I’m new to HTM and I want to use it for anomaly detection to decide for a preventive maintenance.

I think that I have the basic understanding of the model but still can’t tell what technique should I use to chose the right variables to be fed to the model

How many variables are you considering? Its generally advised not to have more than 4 or 5 in a single model, and sometimes best to have a separate model for each one. There is a process for this called swarming which is a guided search for optimal parameter values, including which variables contribute to better predictions. Here’s a link to the docs on it:

Actually, I don’t have the data yet as I’m proposing HTM for anomaly detection as a solution for incident prediction problem, but I’m assuming the number variables will be much greater than 4 or 5.

But now I have two questions

First, what if the variables for some reason, each one separately (in a single model) won’t predict an anomaly (in any of the models) and in a multivariant model it would predict an anomaly?

Second, if I had a single model for each variable how would I combine the result of each model to have only one score for anomaly?

This is certainly possible. With separate models for each variable those models would only tell you if that one variable was acting strangely. Important to understand is that when multiple variables are included in a single model they are concatenated together and fed into the system, so the anomalies produced by that model would tell you that the collection of variables as whole was acting strangely, but it wouldn’t be possible to say which ones or which combinations are the culprits precisely. Ideally having both single-variate and multi-variate models could offer the most insight, so when the multi model was anomalous you could check the single models for which were doing so.

I don’t think there’s any rule of thumb for how to do this. I think your intuition as the one who understands what you’re modeling would be the way to go. Most simply you could average each of the different anomaly scores to get one overall anomaly metric.

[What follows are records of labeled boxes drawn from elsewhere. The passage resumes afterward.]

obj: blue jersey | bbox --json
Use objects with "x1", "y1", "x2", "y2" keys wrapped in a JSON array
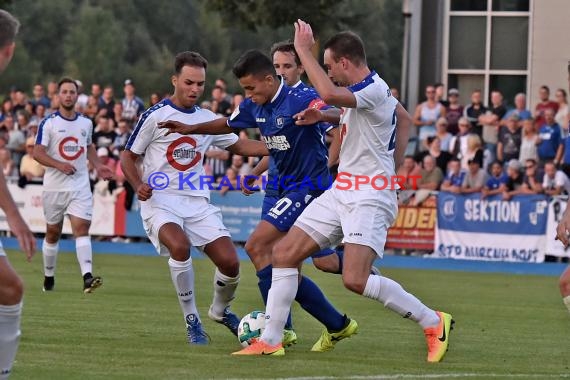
[{"x1": 228, "y1": 83, "x2": 332, "y2": 196}]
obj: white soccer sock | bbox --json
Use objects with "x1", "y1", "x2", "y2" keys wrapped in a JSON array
[
  {"x1": 75, "y1": 236, "x2": 93, "y2": 276},
  {"x1": 562, "y1": 296, "x2": 570, "y2": 311},
  {"x1": 42, "y1": 239, "x2": 59, "y2": 277},
  {"x1": 211, "y1": 268, "x2": 239, "y2": 318},
  {"x1": 362, "y1": 275, "x2": 439, "y2": 329},
  {"x1": 261, "y1": 268, "x2": 299, "y2": 345},
  {"x1": 0, "y1": 302, "x2": 22, "y2": 380},
  {"x1": 168, "y1": 257, "x2": 199, "y2": 318}
]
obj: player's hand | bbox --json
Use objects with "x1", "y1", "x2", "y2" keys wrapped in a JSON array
[
  {"x1": 137, "y1": 183, "x2": 152, "y2": 201},
  {"x1": 157, "y1": 120, "x2": 192, "y2": 136},
  {"x1": 57, "y1": 162, "x2": 77, "y2": 175},
  {"x1": 7, "y1": 214, "x2": 36, "y2": 261},
  {"x1": 556, "y1": 213, "x2": 570, "y2": 248},
  {"x1": 240, "y1": 175, "x2": 256, "y2": 196},
  {"x1": 97, "y1": 165, "x2": 115, "y2": 180},
  {"x1": 294, "y1": 19, "x2": 315, "y2": 50},
  {"x1": 293, "y1": 108, "x2": 323, "y2": 125}
]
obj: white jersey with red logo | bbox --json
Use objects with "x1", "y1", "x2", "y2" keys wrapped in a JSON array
[
  {"x1": 126, "y1": 99, "x2": 238, "y2": 199},
  {"x1": 338, "y1": 71, "x2": 398, "y2": 189},
  {"x1": 36, "y1": 111, "x2": 93, "y2": 191}
]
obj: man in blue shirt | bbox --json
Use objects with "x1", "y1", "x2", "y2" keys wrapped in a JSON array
[{"x1": 159, "y1": 50, "x2": 358, "y2": 352}]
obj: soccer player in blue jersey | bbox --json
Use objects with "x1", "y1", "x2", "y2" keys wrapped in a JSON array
[
  {"x1": 0, "y1": 9, "x2": 36, "y2": 380},
  {"x1": 162, "y1": 50, "x2": 358, "y2": 352},
  {"x1": 234, "y1": 20, "x2": 452, "y2": 362}
]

for count, record in enumerate(reader):
if count >= numRecords: break
# Convert data string into Python date object.
dateString = datetime.datetime.strptime(record[0], "%m/%d/%y %H:%M")
# Convert data value string into float.
consumption = float(record[1])
# To encode, we need to provide zero-filled numpy arrays for the encoders
# to populate.
timeOfDayBits = numpy.zeros(timeOfDayEncoder.getWidth())
weekendBits = numpy.zeros(weekendEncoder.getWidth())
consumptionBits = numpy.zeros(scalarEncoder.getWidth())
# Now we call the encoders to create bit representations for each value.
timeOfDayEncoder.encodeIntoArray(dateString, timeOfDayBits)
weekendEncoder.encodeIntoArray(dateString, weekendBits)
scalarEncoder.encodeIntoArray(consumption, consumptionBits)
# Concatenate all these encodings into one large encoding for Spatial
# Pooling.
encoding = numpy.concatenate(
[timeOfDayBits, weekendBits, consumptionBits]
)

The numpy.concatenate here combines the separate encodings from the 3 fields (timeOfDayBits, weekendBits, consumptionBits)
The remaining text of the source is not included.